52 reviews2 followers
December 31, 2022
I don’t like my poetry to be based on Future and Travis Scott lyrics.
Profile Image for J..
Author 4 books13 followers
July 19, 2023
Vivid and relevant! I'll definitely revisit this collection!
Profile Image for Ella R..
117 reviews1 follower
February 21, 2024
Weirdly I really liked this, it’s my favorite so far out of the three books for this class that we’ve read! It was deep and feel-y, but also more relatable I guess? And some nicer vibes? I dunno
Profile Image for Simone.
Author 22 books84 followers
May 25, 2023
Adrian Matejka’s charged book Somebody Else Sold the World hums and rustles and seers us with its voltage. The book’s title riffs on an opening epigraph by David Bowie, as does a poem cycle that punctuates each section: “You’re face to face / with the man who sold the world.” By slanting the Bowie quote, Matejka provides a guide for the book on multiple levels—musical, political, historical, racial, and familial.

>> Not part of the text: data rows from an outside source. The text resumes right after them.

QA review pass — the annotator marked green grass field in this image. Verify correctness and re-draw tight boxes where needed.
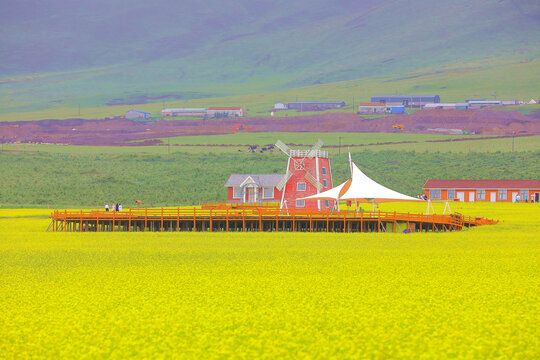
[0,59,540,121]
[0,203,540,359]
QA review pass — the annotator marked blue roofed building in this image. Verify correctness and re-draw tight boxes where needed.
[125,110,152,119]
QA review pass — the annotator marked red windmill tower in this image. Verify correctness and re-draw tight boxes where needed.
[276,139,334,210]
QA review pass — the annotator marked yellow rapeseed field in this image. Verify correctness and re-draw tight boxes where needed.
[0,203,540,359]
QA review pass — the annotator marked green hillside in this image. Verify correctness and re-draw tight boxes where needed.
[0,0,540,120]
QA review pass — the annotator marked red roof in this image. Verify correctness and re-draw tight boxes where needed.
[422,179,540,190]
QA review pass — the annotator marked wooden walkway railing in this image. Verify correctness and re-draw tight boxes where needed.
[49,207,495,232]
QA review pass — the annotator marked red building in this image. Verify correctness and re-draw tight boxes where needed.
[422,179,540,202]
[225,174,285,204]
[225,140,335,210]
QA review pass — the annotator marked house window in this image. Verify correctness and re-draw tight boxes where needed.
[263,188,274,199]
[429,189,441,200]
[476,189,486,200]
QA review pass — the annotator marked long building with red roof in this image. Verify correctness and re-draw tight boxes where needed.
[422,179,540,203]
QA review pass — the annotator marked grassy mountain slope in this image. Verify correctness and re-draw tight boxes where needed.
[0,0,540,119]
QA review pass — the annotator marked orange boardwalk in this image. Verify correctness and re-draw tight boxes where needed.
[47,207,496,233]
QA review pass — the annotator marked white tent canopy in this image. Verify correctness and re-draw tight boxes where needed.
[298,162,422,203]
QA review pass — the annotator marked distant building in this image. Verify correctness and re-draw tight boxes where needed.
[207,107,244,117]
[358,103,391,114]
[501,99,519,105]
[287,101,345,112]
[161,108,208,116]
[225,174,285,203]
[424,103,469,110]
[422,179,540,203]
[467,100,502,109]
[371,95,441,107]
[125,110,152,119]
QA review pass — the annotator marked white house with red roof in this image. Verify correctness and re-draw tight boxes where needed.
[422,179,540,203]
[206,107,244,117]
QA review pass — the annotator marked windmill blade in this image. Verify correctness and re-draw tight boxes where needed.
[276,170,294,191]
[306,139,324,158]
[305,171,323,191]
[276,140,291,156]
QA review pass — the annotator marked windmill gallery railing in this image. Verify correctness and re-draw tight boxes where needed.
[47,207,495,233]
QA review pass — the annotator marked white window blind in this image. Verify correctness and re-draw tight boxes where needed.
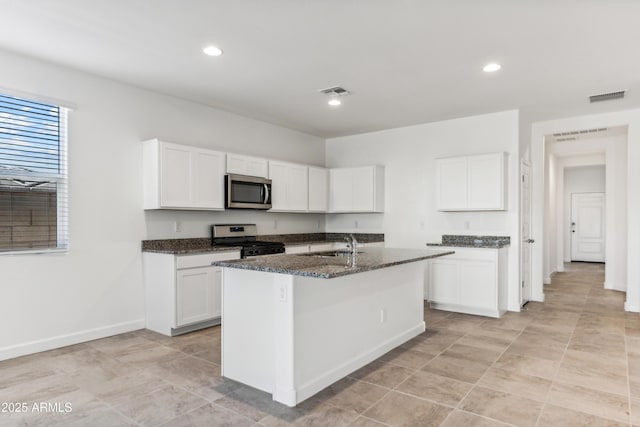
[0,95,69,253]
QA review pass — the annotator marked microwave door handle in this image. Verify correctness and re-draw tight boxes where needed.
[264,184,269,205]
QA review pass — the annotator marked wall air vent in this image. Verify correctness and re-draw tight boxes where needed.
[589,89,627,102]
[318,86,351,96]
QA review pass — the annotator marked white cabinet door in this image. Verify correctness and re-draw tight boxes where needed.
[159,142,193,208]
[287,165,309,212]
[176,267,215,327]
[309,167,329,212]
[329,168,353,212]
[459,261,498,310]
[437,157,467,210]
[269,161,309,212]
[429,259,460,304]
[227,153,269,178]
[468,153,504,210]
[211,267,222,317]
[193,150,225,209]
[143,139,225,210]
[351,167,375,212]
[436,153,506,211]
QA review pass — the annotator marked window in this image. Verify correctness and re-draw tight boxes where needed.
[0,95,68,253]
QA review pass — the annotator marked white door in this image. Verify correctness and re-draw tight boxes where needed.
[520,162,534,305]
[571,193,605,262]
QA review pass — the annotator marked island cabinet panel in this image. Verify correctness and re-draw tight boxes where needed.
[143,139,225,210]
[428,247,507,317]
[142,251,240,336]
[222,255,426,406]
[329,166,384,212]
[227,153,269,178]
[436,153,507,211]
[269,161,309,212]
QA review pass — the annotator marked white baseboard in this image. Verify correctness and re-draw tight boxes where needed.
[294,322,426,406]
[624,301,640,313]
[0,319,144,361]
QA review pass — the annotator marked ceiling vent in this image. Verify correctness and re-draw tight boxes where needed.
[318,86,351,96]
[553,128,609,141]
[589,89,627,102]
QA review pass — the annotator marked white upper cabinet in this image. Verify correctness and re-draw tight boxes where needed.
[329,166,384,212]
[269,160,309,212]
[309,166,329,212]
[227,153,269,178]
[436,153,507,211]
[143,139,225,210]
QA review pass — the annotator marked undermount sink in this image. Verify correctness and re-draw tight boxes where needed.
[298,251,364,258]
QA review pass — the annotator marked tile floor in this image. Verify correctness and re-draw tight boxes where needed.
[0,264,640,427]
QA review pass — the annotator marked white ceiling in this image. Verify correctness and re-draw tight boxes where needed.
[0,0,640,137]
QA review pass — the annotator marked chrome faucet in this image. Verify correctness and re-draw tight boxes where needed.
[344,234,358,255]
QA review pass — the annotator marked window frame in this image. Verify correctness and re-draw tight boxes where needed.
[0,93,71,256]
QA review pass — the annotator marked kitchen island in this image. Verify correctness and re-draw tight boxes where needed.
[214,248,453,406]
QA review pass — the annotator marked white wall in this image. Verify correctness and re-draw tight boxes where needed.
[562,166,606,262]
[326,111,520,310]
[0,51,325,360]
[531,110,640,312]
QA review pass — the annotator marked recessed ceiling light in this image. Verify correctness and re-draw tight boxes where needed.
[202,46,222,56]
[482,62,502,73]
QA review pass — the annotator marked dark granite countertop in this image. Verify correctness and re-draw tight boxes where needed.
[427,234,511,249]
[142,238,242,255]
[142,233,384,255]
[212,248,455,279]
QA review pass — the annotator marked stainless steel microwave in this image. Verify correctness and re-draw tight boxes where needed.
[225,174,271,209]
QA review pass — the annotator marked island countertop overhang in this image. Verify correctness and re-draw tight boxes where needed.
[212,248,455,279]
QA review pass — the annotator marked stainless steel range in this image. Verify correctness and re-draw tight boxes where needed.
[211,224,284,258]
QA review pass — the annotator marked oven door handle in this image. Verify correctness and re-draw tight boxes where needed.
[264,184,269,205]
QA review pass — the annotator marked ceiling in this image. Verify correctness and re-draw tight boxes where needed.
[0,0,640,138]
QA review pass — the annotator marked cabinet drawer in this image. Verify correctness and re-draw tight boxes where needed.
[437,246,498,261]
[176,251,240,269]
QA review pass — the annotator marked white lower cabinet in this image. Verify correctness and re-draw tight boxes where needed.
[143,251,240,336]
[428,247,507,317]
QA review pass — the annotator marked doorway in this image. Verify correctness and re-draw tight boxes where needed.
[571,193,605,262]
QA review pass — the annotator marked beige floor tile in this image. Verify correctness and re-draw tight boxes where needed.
[556,350,628,395]
[117,346,187,369]
[401,329,465,356]
[492,354,560,380]
[538,404,629,427]
[116,386,209,425]
[260,405,358,427]
[145,356,240,401]
[396,371,473,406]
[458,386,543,427]
[478,367,551,403]
[87,333,160,357]
[441,410,508,427]
[364,392,451,427]
[630,398,640,425]
[422,352,492,384]
[549,382,629,422]
[349,360,414,388]
[349,416,387,427]
[162,403,255,427]
[380,347,435,369]
[315,377,389,414]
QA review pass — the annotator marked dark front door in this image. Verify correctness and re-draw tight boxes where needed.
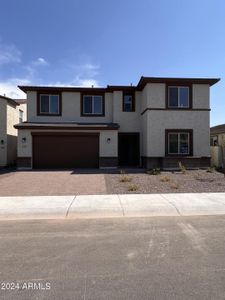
[33,133,99,169]
[118,133,140,167]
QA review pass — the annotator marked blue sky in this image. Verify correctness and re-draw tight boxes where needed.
[0,0,225,125]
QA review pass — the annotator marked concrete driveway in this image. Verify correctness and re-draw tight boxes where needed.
[0,170,106,196]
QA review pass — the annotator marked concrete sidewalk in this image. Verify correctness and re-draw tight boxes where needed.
[0,193,225,220]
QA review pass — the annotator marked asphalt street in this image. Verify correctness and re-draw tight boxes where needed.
[0,215,225,300]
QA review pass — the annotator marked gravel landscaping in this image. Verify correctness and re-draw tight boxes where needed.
[105,170,225,194]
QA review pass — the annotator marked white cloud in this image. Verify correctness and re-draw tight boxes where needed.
[74,78,99,87]
[25,57,48,77]
[0,78,31,99]
[47,78,99,87]
[0,41,21,65]
[32,57,48,66]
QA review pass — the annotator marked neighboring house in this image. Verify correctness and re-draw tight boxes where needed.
[0,95,26,167]
[210,124,225,168]
[15,77,219,169]
[210,124,225,146]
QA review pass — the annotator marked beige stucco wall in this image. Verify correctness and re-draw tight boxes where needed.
[0,98,7,167]
[218,133,225,147]
[142,83,166,111]
[192,84,210,109]
[141,83,210,157]
[27,92,112,123]
[144,110,210,157]
[7,102,26,165]
[210,146,223,168]
[17,129,118,161]
[141,83,210,111]
[113,91,141,132]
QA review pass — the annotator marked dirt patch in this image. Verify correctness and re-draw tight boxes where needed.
[105,170,225,194]
[0,170,107,196]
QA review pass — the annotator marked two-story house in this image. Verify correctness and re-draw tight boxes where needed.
[15,77,219,169]
[0,95,26,167]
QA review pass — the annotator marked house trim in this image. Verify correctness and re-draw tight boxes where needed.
[141,107,211,115]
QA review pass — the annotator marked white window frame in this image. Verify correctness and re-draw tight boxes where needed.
[82,94,104,116]
[39,94,59,115]
[167,85,190,108]
[167,131,190,156]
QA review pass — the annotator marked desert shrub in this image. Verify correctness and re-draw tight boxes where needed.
[127,184,138,192]
[206,167,216,173]
[120,174,132,182]
[146,168,161,175]
[178,161,187,174]
[160,175,170,182]
[170,181,179,190]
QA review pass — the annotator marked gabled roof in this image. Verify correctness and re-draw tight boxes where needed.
[13,99,27,105]
[0,95,19,106]
[137,76,220,90]
[18,76,220,93]
[210,124,225,134]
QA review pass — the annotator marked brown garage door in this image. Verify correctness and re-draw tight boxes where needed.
[33,133,99,169]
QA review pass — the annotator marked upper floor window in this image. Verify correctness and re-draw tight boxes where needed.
[19,109,23,123]
[166,130,192,155]
[82,95,104,116]
[123,93,135,112]
[168,86,190,108]
[38,94,60,116]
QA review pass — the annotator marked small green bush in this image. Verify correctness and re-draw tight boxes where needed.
[128,184,138,192]
[206,167,216,173]
[178,161,187,174]
[146,168,161,175]
[120,174,132,182]
[160,175,170,182]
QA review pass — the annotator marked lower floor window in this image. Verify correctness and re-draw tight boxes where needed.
[168,131,190,155]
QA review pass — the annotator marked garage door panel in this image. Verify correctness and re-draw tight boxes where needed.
[33,134,99,168]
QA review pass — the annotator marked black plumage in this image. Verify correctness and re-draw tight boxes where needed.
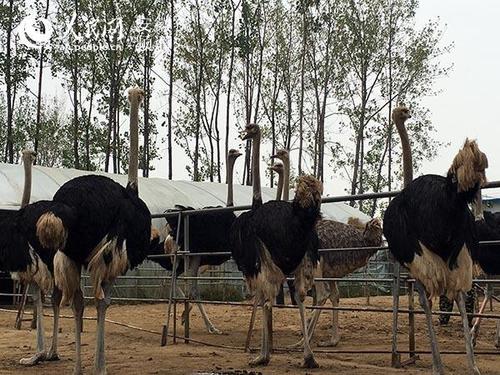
[383,107,488,374]
[53,175,151,271]
[383,175,479,269]
[230,201,319,278]
[37,88,148,374]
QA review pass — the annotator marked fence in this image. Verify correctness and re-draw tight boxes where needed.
[0,181,500,367]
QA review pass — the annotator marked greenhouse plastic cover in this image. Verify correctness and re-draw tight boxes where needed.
[0,163,369,227]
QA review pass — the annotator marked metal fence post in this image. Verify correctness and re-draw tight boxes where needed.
[183,215,190,344]
[161,212,182,346]
[391,259,401,368]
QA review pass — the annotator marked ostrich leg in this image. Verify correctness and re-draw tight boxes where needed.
[295,288,319,368]
[94,282,112,375]
[495,321,500,349]
[249,299,274,366]
[19,284,46,366]
[415,281,444,375]
[319,281,340,347]
[182,257,222,335]
[456,292,481,375]
[72,289,84,375]
[47,286,62,361]
[289,281,332,348]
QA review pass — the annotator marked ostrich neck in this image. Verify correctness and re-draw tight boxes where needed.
[21,159,32,207]
[226,159,236,207]
[276,172,283,201]
[395,120,413,187]
[252,133,262,208]
[283,159,290,202]
[128,99,139,191]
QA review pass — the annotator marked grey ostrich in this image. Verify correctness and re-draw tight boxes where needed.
[230,124,323,368]
[268,150,382,346]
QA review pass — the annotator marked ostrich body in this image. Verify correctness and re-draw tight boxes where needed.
[0,151,65,366]
[230,124,322,367]
[150,149,241,334]
[383,108,487,374]
[296,219,382,346]
[37,88,151,374]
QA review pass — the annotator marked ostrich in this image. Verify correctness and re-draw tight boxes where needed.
[273,150,382,346]
[230,124,323,368]
[299,219,382,347]
[37,88,151,374]
[466,211,500,347]
[150,149,241,334]
[0,151,64,366]
[383,107,488,374]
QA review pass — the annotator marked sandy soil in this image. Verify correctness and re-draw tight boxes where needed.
[0,297,500,375]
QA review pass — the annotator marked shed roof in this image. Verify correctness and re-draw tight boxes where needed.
[0,163,369,226]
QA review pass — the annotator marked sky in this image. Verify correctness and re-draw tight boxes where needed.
[20,0,500,196]
[417,0,500,194]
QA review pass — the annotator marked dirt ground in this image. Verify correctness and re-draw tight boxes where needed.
[0,297,500,375]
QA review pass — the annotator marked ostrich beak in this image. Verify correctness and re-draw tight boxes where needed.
[240,130,250,141]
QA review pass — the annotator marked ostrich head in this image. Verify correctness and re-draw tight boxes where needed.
[241,124,260,140]
[392,105,411,124]
[294,175,323,210]
[227,148,241,161]
[128,87,144,106]
[22,150,36,165]
[363,218,382,246]
[268,163,283,175]
[448,139,488,193]
[271,149,290,163]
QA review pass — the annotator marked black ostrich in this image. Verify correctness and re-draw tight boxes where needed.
[230,124,322,368]
[0,151,71,366]
[150,149,241,334]
[383,107,488,374]
[37,88,151,374]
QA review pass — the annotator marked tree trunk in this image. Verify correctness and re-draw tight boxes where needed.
[5,0,14,163]
[167,0,175,180]
[33,0,50,160]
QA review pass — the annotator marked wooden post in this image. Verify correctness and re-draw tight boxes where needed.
[408,281,416,359]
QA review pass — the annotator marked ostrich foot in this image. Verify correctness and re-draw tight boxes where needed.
[19,352,47,366]
[207,326,224,335]
[248,354,269,367]
[302,354,319,368]
[318,336,340,348]
[181,306,193,325]
[287,338,304,349]
[45,350,60,361]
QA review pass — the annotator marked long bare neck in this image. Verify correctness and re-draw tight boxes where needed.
[276,172,283,201]
[128,98,140,190]
[226,158,236,207]
[21,158,33,207]
[252,133,262,208]
[283,159,290,201]
[394,119,413,187]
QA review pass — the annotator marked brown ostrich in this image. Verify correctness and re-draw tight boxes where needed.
[298,219,382,346]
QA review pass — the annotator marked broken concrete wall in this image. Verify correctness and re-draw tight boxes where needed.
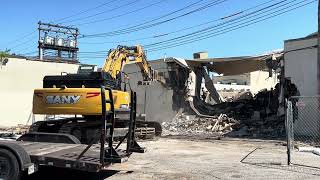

One of the many things I admire about this book is how encompassing it is and the ways in which Matejka is able to deftly shift registers from self-deprecating humor—“I once got so high, I couldn’t / remember if I loved me as much / as I loved you”—to the devastation of the simple declaration—“Behind the edge of you, bricks go through windows & bullets / go through people.” The motif of “bullet” arcs its way through the manuscript most saliently in his 5-sectioned poem “Bullet Parts,” which closes with the brutal acknowledgment:
A gun is always more
important than the people
in front of it. Here we are
again: so many Black women
& Black men in front of it.


But Matjejka doesn’t just sit us in America’s seeping lesions of racism and pandemic despair, to fester; instead, he pulls us out of the rot into the light. In an interview, Matejka states that “poets are musicians, we just use assonance instead of adagios.” Using citation and salutation, Matejka is in conversation with multiple musicians: Prince, Frank Ocean, Funkadelic, Radiohead, Lana Del Ray, Eric Satie, and others. In using music to balance the violence that scaffolds his poetry, Matejka invites the reader to enter a connective tissue of music and culture where he has “all of us bopping like / the last platinum jam in the stack.”